For many of us, the celebration of Eid is rather a traditional custom of our ethnic group (the Hui). For me, Eid celebrations represent a sweet memory of family gathering, and a moment of praying for my beloved grandparents and auntie.
My family used to all gather together (over 40 people, a big gathering:) ) the night before Eid to prepare food, especially the very traditional Eid food “You Xiang”.
The day after, we used to join a big crowd in the celebration area – it was my favorite time, because there you can see people mainly from minority groups gather together (for example, Hui or Weiwu’er) – I remember when I was little, I used to think they were all from abroad somewhere, because they looked so different to normal Han Chinese people. After praying for my grandparents and auntie, we would finish with a big meal feast.
- All the sweet memory – now, I am miles, miles away……
Chinese You Xiang
The food, the most symbolic food for this occasion is called Youxiang. (In English, it literally means ‘oil fragrance’.) It is fairly easy to make – It is just raised flour made into a round shape, and oil fried. – Sounds simple, no? But I remember my aunties and uncles used to discuss endlessly about details and made lots of preparations before preparing them. They would be able to tell you depending on how many people you need to prepare for, so how much flour and oil is needed, etc. For keeping on with tradition, I made some as well, however – not very sucessful – so I can never say it is easy or simple anymore. :)

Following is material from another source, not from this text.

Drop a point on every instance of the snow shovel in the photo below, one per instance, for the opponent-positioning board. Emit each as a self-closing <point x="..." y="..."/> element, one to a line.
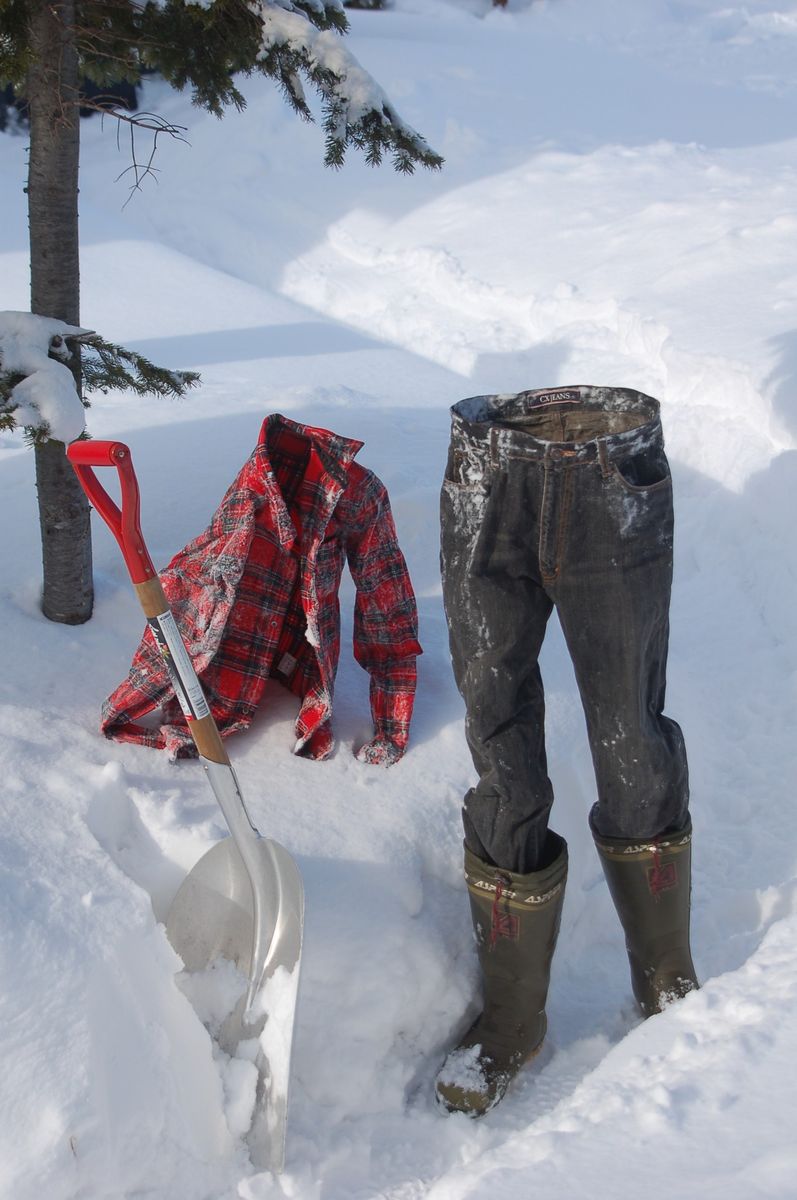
<point x="244" y="900"/>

However, Youxiang culture is never just simple. For example, before making You Xiang, the cooks (and those who are going to be near the cooker) need to “wash” themselves first, and then a particular kind of incense needs to be lighted up throughout the whole preparation and cooking process.
Then YouXiang needs to be packed as a pair in a bag for giving to friends, relatives or other people who share the same custom. You can give to people more than one pack, but the number of Youxiang always needs to be even. And when eating Youxiang, it needs to be torn or chopped into small pieces first, (normally around 4 pieces), it can never be eaten as a whole, which can be seen as a sign of very bad manner.

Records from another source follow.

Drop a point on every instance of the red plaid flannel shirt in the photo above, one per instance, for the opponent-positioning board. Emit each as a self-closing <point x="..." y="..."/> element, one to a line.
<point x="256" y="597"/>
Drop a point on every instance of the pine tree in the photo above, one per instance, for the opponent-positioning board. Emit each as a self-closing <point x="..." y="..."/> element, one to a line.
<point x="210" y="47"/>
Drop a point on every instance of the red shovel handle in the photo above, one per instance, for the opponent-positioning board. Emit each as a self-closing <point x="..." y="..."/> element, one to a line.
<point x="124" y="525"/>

Youxiang is not only made for Eid, but also for many important occasions in my ethnic group, for example, for ‘memorial services’.
The recipe: Chinese You Xiang for Eid Celebration
Coming to how to make them – different regions in China have different ways Here I can only tell how my parents normally made them – briefly, as I did not make it very well this time.:(
Oil, plain flour, yeast (or soda, or other raising agent that you are familiar with), salt
1) Raising up the flour, and add in some salt. (Traditionally, many people use both yeast, alkaline water and salt to balance the PH level for the dough).
2) Divide the dough into smaller portions.
3) Roll the smaller dough into a round flat sheet, round 15cm diameter, 0.5cm thickness.
4) In a wok, pour in oil. (At least around 15cm deep), and turn on the fire (medium to low). When the oil is very hot, place the flat sheet into the oil. The sheet is supposed by ‘inflated’ in the middle.
5)Until both sides turn into ‘brawn’ colour, remove it from the oil.
I made relatively smaller ones, but unfortunately, I made them too salty, could not give it out to friends anymore. A lesson learned. :(
You xiang can be frozen. When warming them up, you can use the microwave, but again, very briefly, otherwise, they could get too hard. There is a better way of warming them up — namely by placing on top of rice – when you make rice, the water is just absorbed, or warm up rice, place Youxiang on top of rice. Then you can get soft and warm Youxiang.
They can be eaten as snack, or part of stable food with soup or congee.